Tuesday May 17, 2011

This morning, early, I woke with enough wakefulness to realise that the fan I left on, or put on, on the low setting, before getting into bed, really was a bit silly, and so turned it off. It’s such a comfortable feeling to be warm and cosy, and the calm descends and it’s almost like some restriction from relaxing – really, properly, fully – is lifted and it’s OK. It’s a release. And a relief. There won’t be waking up feeling like the heart is about to explode and sweating and being disoriented and having no chance to sleep again. Or the hot inevitability of fitful slumber as the best available option. And the mind can fluff up its little pillow too and snuggle up. A bit like Lily snuggling up into the caves and valleys that form in thick quilted bedclothes as two humans find a place that feels right to settle and read and sleep. The mind seems too often to be forced to sleep on the hard and lumpy floor of a cold damp tent, and it’s a pleasure to allow it its rest, perhaps needed for months, an overdue gift finally given.

Sleep wafted again over me. Clubbed me over the head and dragged me away, as it does so often with the aid of a Blackmores product, would have been better, but I expect nothing at 3am so wafted is good enough. And this light sleep produced a dream, set in Colonial Australia, about abandoned people – kids maybe, younger people anyway – who were all forced to fend for ourselves, for I was among them, and for some reason we were on our hands and knees and crawling, as if copying the native animals, I remember seeing kangaroos, and there were red coated soldiers and evil colonists and some indigenous people, and the crawling folk were making their way somewhere. Not sure where. To freedom, perhaps? And I had just been apprehended by some evil merchant or perhaps corrupt religious person who, with the connivance of a soldier or two, was considering what to do with me and my captured colleagues. And then I woke up. Not as if from a nightmare, all heart beating and stressed. Just feeling a bit like an interesting, albeit strangely twisted story, story had been cut off before the end. That’s what happens to we who don’t dream a lot. We feel ripped off when we’ve been an actor inside something that frankly sounds to silly for a twelve year-old to write. An experienced dreamer would say: “Doesn’t matter about that one. There’ll be something else tonight.” I don’t get the follow-up consolation. It was like watching something from the bargain bin at the video shop, eight day’s hire for bugger all money as nobody in their right mind would want to watch such straight-to-video 1980s rubbish, and then the VCR ate the tape right near the end of the movie. And yes, I recall VCRs. In fact I remember when they were new.

What then? Not much to report. I really didn’t want to go to work, but it wasn’t the sleep debt and other symptoms that often plague me. I simply couldn’t be arsed. And so the decision was made by a rational part of my thinking apparatus to get the hell out of bed you lazy prick – which I duly did.

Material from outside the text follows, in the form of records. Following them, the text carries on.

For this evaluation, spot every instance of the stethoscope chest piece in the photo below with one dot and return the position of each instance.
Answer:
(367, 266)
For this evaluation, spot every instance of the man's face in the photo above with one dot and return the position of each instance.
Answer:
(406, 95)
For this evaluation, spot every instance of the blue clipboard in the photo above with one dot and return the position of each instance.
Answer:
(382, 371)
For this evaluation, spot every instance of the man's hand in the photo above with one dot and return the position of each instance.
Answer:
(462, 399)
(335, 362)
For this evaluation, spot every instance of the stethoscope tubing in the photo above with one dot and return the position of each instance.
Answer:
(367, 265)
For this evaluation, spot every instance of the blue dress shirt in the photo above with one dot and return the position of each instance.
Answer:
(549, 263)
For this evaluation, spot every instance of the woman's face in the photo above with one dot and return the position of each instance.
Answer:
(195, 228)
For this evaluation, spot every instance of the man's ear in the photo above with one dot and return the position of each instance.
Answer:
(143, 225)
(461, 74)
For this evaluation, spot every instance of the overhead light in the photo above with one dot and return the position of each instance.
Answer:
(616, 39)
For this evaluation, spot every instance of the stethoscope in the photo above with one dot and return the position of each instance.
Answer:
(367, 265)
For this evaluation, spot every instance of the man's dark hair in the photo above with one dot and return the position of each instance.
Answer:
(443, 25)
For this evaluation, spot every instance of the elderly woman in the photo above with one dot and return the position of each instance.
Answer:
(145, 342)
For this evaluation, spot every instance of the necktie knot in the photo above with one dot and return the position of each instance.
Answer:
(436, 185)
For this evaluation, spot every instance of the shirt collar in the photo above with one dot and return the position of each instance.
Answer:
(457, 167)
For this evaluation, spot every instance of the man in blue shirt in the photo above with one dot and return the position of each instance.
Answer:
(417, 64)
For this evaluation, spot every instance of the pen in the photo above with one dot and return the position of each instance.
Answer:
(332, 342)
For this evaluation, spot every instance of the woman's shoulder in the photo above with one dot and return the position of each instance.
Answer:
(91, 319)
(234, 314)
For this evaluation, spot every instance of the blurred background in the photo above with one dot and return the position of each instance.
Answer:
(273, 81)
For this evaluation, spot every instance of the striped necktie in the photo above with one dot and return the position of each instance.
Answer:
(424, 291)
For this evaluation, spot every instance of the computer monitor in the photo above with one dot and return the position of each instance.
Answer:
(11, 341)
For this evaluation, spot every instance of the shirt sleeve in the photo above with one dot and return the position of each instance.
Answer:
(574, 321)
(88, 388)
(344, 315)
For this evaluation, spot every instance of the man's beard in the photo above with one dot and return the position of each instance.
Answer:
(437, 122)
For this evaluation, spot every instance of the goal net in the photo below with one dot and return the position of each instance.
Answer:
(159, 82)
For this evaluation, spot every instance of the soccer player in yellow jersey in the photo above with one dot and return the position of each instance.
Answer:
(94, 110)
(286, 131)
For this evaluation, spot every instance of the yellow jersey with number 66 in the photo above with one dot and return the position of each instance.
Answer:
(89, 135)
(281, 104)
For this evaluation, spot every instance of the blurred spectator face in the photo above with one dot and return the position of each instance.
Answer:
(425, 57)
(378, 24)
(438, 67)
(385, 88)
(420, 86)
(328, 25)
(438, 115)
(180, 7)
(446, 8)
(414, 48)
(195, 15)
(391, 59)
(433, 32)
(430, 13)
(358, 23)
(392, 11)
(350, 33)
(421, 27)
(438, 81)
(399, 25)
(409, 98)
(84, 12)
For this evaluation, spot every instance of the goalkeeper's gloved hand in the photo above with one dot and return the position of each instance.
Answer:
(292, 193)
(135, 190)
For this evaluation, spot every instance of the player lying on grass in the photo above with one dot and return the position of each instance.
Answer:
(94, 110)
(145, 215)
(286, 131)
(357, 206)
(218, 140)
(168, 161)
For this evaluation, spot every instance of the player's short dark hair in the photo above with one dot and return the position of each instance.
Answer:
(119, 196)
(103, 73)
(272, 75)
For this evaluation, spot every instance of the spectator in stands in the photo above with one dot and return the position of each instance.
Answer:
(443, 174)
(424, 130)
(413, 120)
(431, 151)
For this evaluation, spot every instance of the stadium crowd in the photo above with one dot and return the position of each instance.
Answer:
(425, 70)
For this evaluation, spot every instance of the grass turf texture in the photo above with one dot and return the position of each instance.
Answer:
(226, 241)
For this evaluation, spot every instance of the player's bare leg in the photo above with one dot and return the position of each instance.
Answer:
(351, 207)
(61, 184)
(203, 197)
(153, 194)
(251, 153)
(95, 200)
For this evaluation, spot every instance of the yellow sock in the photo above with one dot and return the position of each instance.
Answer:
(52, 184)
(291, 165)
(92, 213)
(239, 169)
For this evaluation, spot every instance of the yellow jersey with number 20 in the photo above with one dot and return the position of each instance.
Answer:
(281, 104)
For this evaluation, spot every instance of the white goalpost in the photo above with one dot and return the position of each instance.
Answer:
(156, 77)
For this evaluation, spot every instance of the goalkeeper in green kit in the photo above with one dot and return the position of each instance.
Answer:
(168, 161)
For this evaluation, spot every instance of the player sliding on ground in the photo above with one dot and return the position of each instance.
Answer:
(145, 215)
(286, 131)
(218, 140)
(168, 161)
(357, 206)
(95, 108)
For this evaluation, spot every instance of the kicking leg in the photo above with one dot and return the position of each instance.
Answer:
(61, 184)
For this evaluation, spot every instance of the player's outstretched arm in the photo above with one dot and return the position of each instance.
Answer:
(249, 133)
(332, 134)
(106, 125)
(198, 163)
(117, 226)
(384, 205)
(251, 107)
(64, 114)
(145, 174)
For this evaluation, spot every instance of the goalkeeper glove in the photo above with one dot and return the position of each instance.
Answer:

It was cold. Even for a chap who likes cold it was cold, a trifle uncomfortably so. Invigorating is very close to shivering your tits off – it depends what mood you’re in.

A man reading the paper on the train said something nonsensically populist and silly to his friend about refugees and the Australian government spending money on programs which involve other countries, and Laetitia commented, with the same loudness, from our seat behind that he was, in essence, wrong. He sort of shrank from the debate with strangers which he had started, at this unexpected retort. Some people don’t relish a debate. Some people think their view is right as it is expressed with volume. Challenging often leads to withdrawal in these cases. I was embarrassed, and then continued reading my book, quite happily.

Not quite scarf weather, it was indeed cardigan weather and I was pleased with my garment all over again. At least I have somewhere to go when it gets colder. Jackets and beanies and so on are still up my sleeve, if required.

Work then – highlights? Nup. All blends into the whole to make a smudge of memory. Queensland announced their State of Origin team and earlier in the day that there is the slim chance of some supermarket prices trending downwards as new players in the grocery market do things cheaper ad costs can be cut by online competitors. But honestly, if this stuff is interesting to you, truly, it means the concept of the internet is new. And if anyone really thinks that Coles and Woolworths are likely to lose much of their 79% market share (or whatever it is) then it will surprise me, to say the least.

On the way home we met a number of dogs. A cute little black French Bulldog whose owner said, “Oh, he’s wagging his tail!” when Laetitia gave him a pat and realised how stubbly his little chin was. There was also a tall and beautiful white long haired thing on the street with its humans, talking to their mates, a magnificent specimen of something. No idea of the breed. And there was an enormous, and exceedingly friendly German Shepard, out for a walk with his cigar-chomping daddy, who told us the animal is seven months old. He’s going to be a monster. But so very friendly. And a cute little bloke sitting on the edge of his family’s newly levelled and painted driveway, who sort of winked at us. His granddaddy said something like: “Hello. How are youse?” as we walked past. I felt good about it.

Then home. Day over. Man Time and phone calls and generally being a lazy bugger and this. Now time for some telly.